Judging by the stock market's reaction to the outcome of the Federal Open Market Committee (FOMC) decision last Wednesday, market participants were satisfied. The Fed raised the federal funds rate by 25 basis points for the second time in three months, signaling their perception of continued improvements in labor and inflation data. Following strong employment data earlier in the month, there were whispers that the Fed might increase its projected number of rate hikes in 2017 to four -- but the committee reiterated its forecast for three hikes this calendar year, suggesting future tightening will continue to be gradual. Therefore, one might characterize Wednesday's action as a "relief rally" after the Fed maintained its interest rate projections for 2017.

The S&P 500 Index (SPX - 2,378.25) continued its winning ways -- although, prior to the FOMC meeting and for the first time in 36 trading days, it closed slightly below its 20-day moving average. Last week, we presented data on the historical implications of the SPX closing 33 consecutive days above its 20-day moving average. As you can see on the table immediately below, and as noted in this space last week, lengthy streaks in which the SPX closes above its 20-day moving average typically begets more of the same bullish momentum in the two weeks to three months after the signal.

Prior to the most recent signal on March 8, the last time the SPX closed 33 consecutive days above its 20-day moving average was Dec. 22. There was a little drawdown after the Dec. 22 signal -- as expected, based on the history of this signal. But two months later, the SPX was trading higher by 4.5%, above its expected and average positive returns, historically.

spx returns after 20 day streak 0317

"As the FOMC meeting comes into focus, keep in mind that it is standard options expiration week... The huge 240-strike call open interest is noticeable, and acted as resistance earlier this month. Upon digging into this further, the call open interest at the SPY March 240 strike was primarily accumulated via sell-to-open activity -- so capping action, much like that which occurred two weeks ago, is to be expected."
    -- Monday Morning Outlook, March 13, 2017

The excerpt above refers to the SPDR S&P 500 ETF (SPY - 237.03), of course, as I observed that standard March options expiration on March 17 could see the SPY 240 strike potentially act as a "capper" to a rally attempt. Not only did this area mark the high in the first trading day of March, but significant call open interest had built up at this strike, primarily driven by sell-to-open volume. As such, hedged players who bought the calls were likely to short more S&P futures as the SPY approached this strike, since the call option becomes more sensitive to changes in the SPY.

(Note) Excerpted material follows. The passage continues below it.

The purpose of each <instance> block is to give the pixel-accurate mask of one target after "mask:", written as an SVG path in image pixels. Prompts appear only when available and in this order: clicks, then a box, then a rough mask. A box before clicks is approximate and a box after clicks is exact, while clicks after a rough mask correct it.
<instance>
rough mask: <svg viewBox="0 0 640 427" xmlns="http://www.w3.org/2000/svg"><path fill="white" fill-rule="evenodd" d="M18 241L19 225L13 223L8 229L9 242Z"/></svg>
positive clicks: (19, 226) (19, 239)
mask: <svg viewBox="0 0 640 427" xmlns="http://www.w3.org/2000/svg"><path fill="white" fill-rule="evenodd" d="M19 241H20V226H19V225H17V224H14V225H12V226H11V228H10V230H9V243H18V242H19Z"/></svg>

I find it interesting that in the immediate aftermath of the Fed decision, the SPY shot higher -- but its high point was $239.44, about half a point below the key 240 strike. On Thursday, the SPY declined from the start of the trading day, pushing further below the 240 strike. The exchange-traded fund (ETF) then went ex-dividend on Friday, which explains the gap lower seen on the chart below.

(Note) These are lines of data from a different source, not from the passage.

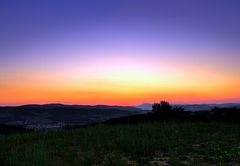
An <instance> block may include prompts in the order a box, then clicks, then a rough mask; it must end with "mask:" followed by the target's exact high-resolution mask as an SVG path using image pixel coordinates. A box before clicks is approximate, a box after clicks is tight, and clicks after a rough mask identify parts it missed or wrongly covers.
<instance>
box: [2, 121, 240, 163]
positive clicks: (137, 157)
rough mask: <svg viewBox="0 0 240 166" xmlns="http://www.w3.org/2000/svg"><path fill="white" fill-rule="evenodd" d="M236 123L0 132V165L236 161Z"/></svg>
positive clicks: (148, 125) (180, 124)
mask: <svg viewBox="0 0 240 166" xmlns="http://www.w3.org/2000/svg"><path fill="white" fill-rule="evenodd" d="M239 163H240V124H233V123H219V122H210V123H209V122H195V123H192V122H184V123H182V122H154V123H144V124H136V125H129V124H121V125H105V124H102V125H101V124H100V125H96V126H88V127H84V128H79V129H71V130H62V131H48V132H26V133H19V134H10V135H0V165H1V166H79V165H104V166H113V165H114V166H118V165H119V166H124V165H131V166H136V165H176V166H179V165H194V166H196V165H239Z"/></svg>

The good news for bulls is that the 240-strike "call wall" disappeared with standard March options expiration last Friday, when more than 160,000 calls at this strike expired worthless. As we move into the last two weeks of trading in the first quarter, there is a SPY weekly options expiration on March 24, followed by quarterly options expiration on March 31. Now, the combined call open interest at the 240 strike is more than 60% below the levels SPY was facing during March expiration week. In layman's terms, the "call wall" is much smaller for expirations on the immediate horizon.

spy hourly chart 0317

Turning to the sentiment backdrop, we are seeing caution creep into the market, although the current level of caution is not anywhere near the fear that prevailed pre-election. Short interest on SPX component stocks edged higher again in the last reporting period, even as the SPX carved out another new high. This is a welcome sign for bulls, as short interest is higher relative to a month ago, and so too is the market -- but it is a welcome sign to the extent that the SPX does not break down below support levels. With short interest rising off its recent multi-month low, the shorts might sense opportunity on an index breakdown and become emboldened, and a sharp build in shorting activity would likely pressure stocks.

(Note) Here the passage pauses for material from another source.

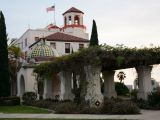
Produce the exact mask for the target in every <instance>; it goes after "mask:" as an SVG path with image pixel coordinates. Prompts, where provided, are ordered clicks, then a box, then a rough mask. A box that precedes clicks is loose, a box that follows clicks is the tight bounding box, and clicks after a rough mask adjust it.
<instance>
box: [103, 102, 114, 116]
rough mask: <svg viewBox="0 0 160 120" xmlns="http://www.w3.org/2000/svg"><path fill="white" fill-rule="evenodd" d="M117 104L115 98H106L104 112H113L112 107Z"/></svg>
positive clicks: (104, 102) (109, 112)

Additionally, we are seeing bullishness recede in the weekly National Association of Active Investment Managers (NAAIM) survey. In fact, the 10-week moving average of the average long position among these active managers is rolling over from an extreme high. Per the chart below, previous rollovers from extreme highs have preceded corrective periods for stocks. However, there have been instances in which the market's momentum continued, despite extreme optimism receding among the active manager group.

naaim sentiment 0317

Finally, the standard expiration of CBOE Volatility Index (VIX - 11.28) futures options occurs this week. Call open interest on VIX options is at a record level, with more than 8.3 million call contracts outstanding, of which 3.8 million expire this Wednesday morning. The implication is that -- to the extent that the expiring VIX calls are hedges to the enormous short position among large speculators on VIX futures (per recent Commitments of Traders data), or are hedges to long portfolios -- the days immediately after VIX options expiration are when we are most vulnerable to a volatility pop, as unhedged investors are more likely to panic on negative headlines.  

All of this would suggest you continue the course of acknowledging the risk but also playing the momentum via call options as a speculative or stock-replacement play, as options remain cheap with earnings still a few weeks away. I remain bullish on gold, and I also think bonds, via the iShares 20+ Year Treasury Bond ETF (TLT), offer decent reward vs. risk over the next month. TLT rallied in the month after the Fed last raised rates in December, and with CoT large speculators showing signs of unwinding a multi-year record short position on the 10-year Treasury note, this could be an attractive asset in the weeks ahead. But if TLT breaks $116, all bets are off.